Best Practices for Google Cloud Storage

Introduction

This page contains a summary of best practices drawn from other pages in the Google Cloud Storage documentation. You can use the best practices listed here as a quick reference of what to keep in mind when building an application that uses Google Cloud Storage. These best practices should be used when launching a commercial application as described in the Launch Checklist for Google Cloud Storage.
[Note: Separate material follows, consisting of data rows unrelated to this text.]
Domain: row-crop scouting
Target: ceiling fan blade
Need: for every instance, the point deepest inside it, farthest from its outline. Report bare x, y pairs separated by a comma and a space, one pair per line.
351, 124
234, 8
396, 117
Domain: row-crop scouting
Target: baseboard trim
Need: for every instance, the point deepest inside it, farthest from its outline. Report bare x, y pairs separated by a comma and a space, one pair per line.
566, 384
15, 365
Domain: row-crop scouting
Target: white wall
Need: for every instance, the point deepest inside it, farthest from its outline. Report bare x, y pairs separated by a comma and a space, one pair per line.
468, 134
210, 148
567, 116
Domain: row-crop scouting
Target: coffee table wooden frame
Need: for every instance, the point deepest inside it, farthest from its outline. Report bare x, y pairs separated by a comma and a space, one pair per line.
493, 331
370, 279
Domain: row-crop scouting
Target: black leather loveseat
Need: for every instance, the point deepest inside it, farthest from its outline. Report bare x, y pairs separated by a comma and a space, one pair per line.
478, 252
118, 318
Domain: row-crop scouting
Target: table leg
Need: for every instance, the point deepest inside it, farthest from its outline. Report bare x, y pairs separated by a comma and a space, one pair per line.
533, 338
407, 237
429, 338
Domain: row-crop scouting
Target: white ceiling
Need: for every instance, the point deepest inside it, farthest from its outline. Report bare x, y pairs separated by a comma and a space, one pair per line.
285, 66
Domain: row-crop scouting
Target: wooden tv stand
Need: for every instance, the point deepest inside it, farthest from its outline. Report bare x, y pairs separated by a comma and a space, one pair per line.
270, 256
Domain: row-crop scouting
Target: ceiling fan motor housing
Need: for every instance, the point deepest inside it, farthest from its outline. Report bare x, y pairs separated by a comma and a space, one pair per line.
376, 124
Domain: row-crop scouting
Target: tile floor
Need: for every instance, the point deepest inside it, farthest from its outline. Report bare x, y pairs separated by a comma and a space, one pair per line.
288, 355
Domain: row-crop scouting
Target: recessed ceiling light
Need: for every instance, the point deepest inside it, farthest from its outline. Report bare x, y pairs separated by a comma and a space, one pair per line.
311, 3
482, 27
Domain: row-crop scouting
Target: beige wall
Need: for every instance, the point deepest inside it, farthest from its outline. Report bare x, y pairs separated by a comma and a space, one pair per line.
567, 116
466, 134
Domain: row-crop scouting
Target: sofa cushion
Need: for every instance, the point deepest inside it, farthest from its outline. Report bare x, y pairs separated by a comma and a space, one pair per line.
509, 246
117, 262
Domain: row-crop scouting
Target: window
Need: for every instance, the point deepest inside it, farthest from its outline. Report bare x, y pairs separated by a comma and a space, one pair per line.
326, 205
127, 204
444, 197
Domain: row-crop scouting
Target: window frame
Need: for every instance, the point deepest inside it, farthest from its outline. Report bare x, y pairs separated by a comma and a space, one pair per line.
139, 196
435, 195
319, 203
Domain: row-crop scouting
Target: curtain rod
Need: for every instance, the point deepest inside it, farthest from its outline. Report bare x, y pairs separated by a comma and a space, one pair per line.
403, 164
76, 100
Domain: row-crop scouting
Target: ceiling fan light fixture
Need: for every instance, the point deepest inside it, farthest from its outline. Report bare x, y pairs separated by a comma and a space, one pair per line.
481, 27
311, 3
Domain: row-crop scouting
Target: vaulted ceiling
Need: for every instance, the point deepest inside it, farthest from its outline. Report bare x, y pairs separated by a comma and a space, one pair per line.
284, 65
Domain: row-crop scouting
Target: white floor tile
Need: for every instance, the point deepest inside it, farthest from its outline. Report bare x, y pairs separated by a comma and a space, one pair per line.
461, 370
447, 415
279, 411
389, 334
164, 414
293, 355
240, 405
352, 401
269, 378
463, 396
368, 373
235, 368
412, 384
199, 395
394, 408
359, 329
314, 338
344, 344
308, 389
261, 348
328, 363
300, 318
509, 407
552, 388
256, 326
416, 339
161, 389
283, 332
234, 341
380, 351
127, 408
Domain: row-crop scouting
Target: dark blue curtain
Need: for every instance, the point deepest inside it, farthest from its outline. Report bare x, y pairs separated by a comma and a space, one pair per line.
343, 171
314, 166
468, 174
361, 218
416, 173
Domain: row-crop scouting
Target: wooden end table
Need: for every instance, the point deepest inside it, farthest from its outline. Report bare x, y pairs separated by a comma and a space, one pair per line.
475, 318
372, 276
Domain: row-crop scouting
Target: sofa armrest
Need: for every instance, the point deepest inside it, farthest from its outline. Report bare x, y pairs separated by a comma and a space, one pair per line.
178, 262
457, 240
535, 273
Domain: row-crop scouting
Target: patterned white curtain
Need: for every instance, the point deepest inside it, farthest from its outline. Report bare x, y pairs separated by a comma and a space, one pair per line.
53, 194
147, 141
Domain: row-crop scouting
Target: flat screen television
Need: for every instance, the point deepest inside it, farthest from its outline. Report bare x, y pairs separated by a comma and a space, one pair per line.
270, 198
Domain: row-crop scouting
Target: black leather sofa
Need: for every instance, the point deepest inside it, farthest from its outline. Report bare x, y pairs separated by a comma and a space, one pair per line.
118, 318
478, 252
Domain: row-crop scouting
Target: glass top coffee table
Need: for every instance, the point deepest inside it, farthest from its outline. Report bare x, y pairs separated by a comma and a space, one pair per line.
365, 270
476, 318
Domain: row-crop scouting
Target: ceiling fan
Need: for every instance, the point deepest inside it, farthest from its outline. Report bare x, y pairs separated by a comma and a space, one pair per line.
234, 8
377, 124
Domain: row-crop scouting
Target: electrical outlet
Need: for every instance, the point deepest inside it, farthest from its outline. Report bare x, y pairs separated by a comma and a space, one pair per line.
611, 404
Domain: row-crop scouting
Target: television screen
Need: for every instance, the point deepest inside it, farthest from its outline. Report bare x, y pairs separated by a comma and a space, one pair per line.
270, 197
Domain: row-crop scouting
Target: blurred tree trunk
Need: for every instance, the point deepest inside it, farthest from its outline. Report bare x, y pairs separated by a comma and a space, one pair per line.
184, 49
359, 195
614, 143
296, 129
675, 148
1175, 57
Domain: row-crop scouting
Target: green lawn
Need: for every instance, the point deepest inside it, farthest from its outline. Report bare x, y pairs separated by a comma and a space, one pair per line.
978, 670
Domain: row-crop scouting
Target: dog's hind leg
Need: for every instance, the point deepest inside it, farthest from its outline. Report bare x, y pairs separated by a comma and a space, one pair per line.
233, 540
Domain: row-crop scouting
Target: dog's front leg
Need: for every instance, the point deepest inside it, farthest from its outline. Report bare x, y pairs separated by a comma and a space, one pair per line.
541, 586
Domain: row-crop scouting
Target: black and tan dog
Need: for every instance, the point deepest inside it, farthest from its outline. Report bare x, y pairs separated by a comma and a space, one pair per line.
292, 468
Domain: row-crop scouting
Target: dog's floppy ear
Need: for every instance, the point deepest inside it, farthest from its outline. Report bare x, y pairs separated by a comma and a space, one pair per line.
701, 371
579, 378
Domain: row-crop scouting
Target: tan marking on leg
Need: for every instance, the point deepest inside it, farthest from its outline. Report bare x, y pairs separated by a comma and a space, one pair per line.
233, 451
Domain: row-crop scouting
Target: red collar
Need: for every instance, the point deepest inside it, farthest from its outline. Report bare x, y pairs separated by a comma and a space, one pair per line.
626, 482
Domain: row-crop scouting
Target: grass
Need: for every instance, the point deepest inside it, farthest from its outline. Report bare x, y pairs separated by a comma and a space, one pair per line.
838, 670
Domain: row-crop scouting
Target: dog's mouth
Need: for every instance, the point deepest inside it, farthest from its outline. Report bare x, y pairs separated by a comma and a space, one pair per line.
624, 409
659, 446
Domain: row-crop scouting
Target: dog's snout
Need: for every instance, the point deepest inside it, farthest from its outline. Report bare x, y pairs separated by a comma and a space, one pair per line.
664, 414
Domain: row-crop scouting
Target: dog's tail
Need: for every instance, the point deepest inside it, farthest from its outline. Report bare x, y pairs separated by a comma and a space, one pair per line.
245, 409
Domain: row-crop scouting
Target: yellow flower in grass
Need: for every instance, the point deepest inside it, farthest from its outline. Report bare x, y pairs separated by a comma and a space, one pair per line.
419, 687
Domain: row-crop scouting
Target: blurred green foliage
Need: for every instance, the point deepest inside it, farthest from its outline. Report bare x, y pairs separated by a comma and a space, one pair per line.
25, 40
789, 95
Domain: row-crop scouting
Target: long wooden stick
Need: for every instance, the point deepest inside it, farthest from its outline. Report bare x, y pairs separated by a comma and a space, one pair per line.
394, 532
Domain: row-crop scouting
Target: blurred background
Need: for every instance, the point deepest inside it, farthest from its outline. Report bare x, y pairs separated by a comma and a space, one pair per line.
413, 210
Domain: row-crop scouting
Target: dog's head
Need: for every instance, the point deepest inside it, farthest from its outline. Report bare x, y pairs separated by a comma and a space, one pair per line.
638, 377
If you are just starting out with Google Cloud Storage, this page may not be the best place to start, because it does not teach you the basics of how to use Google Cloud Storage. If you are a new user, we suggest that you start with Getting Started: Using the Cloud Platform Console or Getting Started: Using the gsutil Tool.

Naming

  • The bucket namespace is global and publicly visible. Every bucket name must be unique across the entire Cloud Storage namespace. For more information, see Bucket and Object Naming Guidelines.

  • If you need a lot of buckets, use GUIDs or an equivalent for bucket names, put retry logic in your code to handle name collisions, and keep a list to cross-reference your buckets. Another option is to use domain-named buckets and manage the bucket names as sub-domains.

  • Don't use user IDs, email addresses, project names, project numbers, or any personally identifiable information (PII) in bucket names because anyone can probe for the existence of a bucket. Similarly, be very careful with putting PII in your object names, because object names appear in URLs for the object.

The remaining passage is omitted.